Maslow pose le principe que tout être humain cherche avant toute chose à satisfaire ses besoins les plus primaires avant de se préoccuper de ses besoins plus aboutis. Pour faire simple, dans l’ordre de priorité décroissante des besoins, Maslow a identifié les cinq niveaux suivants :
- niveau 1: Besoins primaires et physiologiques (manger, boire, dormir, respirer...)
- niveau 2: Besoins de santé et de sécurité
- niveau 3: Besoins relationnels, de vie sociale et affective
- niveau 4: Besoins d’estime de soi
- niveau 5: Besoins d’épanouissement personnel
Dans nos sociétés occidentales dites "riches", les 3 premiers niveaux sont plutôt associés à des éléments de satisfaction, les 2 derniers étant plus associés à des éléments de motivation. C’est dans ces deux derniers niveaux qu’on trouve habituellement les « éléments moteurs » de l’entreprise, les salariés les mieux impliqués et les plus engagés.
Or que s’est-il passé lors de cette crise sanitaire ?

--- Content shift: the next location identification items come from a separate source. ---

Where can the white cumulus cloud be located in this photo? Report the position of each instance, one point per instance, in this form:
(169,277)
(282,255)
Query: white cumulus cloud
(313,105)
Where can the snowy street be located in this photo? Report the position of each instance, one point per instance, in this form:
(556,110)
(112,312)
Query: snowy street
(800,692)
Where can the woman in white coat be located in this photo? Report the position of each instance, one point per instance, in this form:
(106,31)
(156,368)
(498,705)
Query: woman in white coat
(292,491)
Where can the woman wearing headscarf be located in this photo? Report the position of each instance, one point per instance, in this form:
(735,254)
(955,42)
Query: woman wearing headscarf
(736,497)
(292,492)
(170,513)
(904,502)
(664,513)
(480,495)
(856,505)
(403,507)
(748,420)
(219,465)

un PC comme nouveau collègue de travail
- certaines entreprises ont vu leur visibilité quasiment réduite à zéro : fermetures administratives pour une durée non définie, perte immédiate et massive de clients, recours brutal au chômage partiel et à l’isolement soudain de salariés. Parmi ces derniers, on a beau être très motivé, quand cela arrive aussi soudainement qu’en mars dernier, cela crée un choc ! Y compris pour ceux qui étaient perchés en haut de la pyramide de Maslow, qui peuvent d’un coup se sentir particulièrement inquiets pour la sécurité de leur emploi et donc pour leur équilibre de vie tout court. Et de ce fait, qui dégringolent subitement au niveau 2 de la pyramide !
- Le virus et les informations anxiogènes sur la saturation des hôpitaux, sur le décompte morbide du nombre de morts, commentés jour après jour sur les chaines d’information en continu, ont pu aussi noircir les idées de certains autres, angoissés pour eux-mêmes, ou pour leurs proches fragiles ou plus exposés aux dangers d’une contamination. Effet de focale sur une problématique de santé et de sécurité vis à vis de soi-même ou de ceux qu’on aime. Et là encore, ceux-là rejoignent la foule des anxieux au deuxième étage de la pyramide…
- Sans être nécessairement dans l’une ou l’autre des deux catégories précédentes, de nombreux autres salariés ont été placés en télétravail, et cela s’est produit la plupart du temps dans une grande précipitation, avec un confinement clouant ces personnes chez elles avec un simple PC comme unique nouveau collègue de travail. Quid de la vie sociale ? Manque de soutien, manque d’information, manque de préparation… et voilà encore d’autres salariés motivés qui descendent d’un coup à l’étage 3, absorbés dans le vide laissé par la séparation brutale avec les collègues, les clients, les fournisseurs, les responsables hiérarchiques (oui oui, même eux...).
Combien sont-ils qui sont soudainement passés des étages de motivation aux étages inférieurs liés à une non-satisfaction, une inquiétude ou une angoisse vis-à-vis de leur situation ? Apparemment nombreux… Mais d’autres ont quand même tiré leur épingle du jeu. D’un naturel sans doute moins inquiets vis-à-vis du virus, à tort ou à raison, d’un niveau de revenus probablement moins menacé ou dans un cadre de confinement peut-être moins stressant, ils ont réussi à nuancer, à relativiser, à positiver, à faire face avec plus de facilité et d’aplomb que leurs collègues, à prendre parfois les rênes pour aider l’entreprise à adapter les règles du travail à la situation. La crise a révélé leur talent, jusque-là masqué par « ceux d’en haut de la pyramide », aujourd’hui redescendus de leur piédestal.
Il est sans doute trop tôt pour comprendre tout ce que la crise aura changé dans les femmes et les hommes qui font nos entreprises. Ce qui semble toutefois se dessiner, c’est qu'une sorte de redistribution des cartes du leadership a vu le jour, et cela surprend tout le monde, des intéressés eux-mêmes jusqu’aux dirigeants visiblement étonnés de redécouvrir certains de leurs salariés sous un visage nouveau.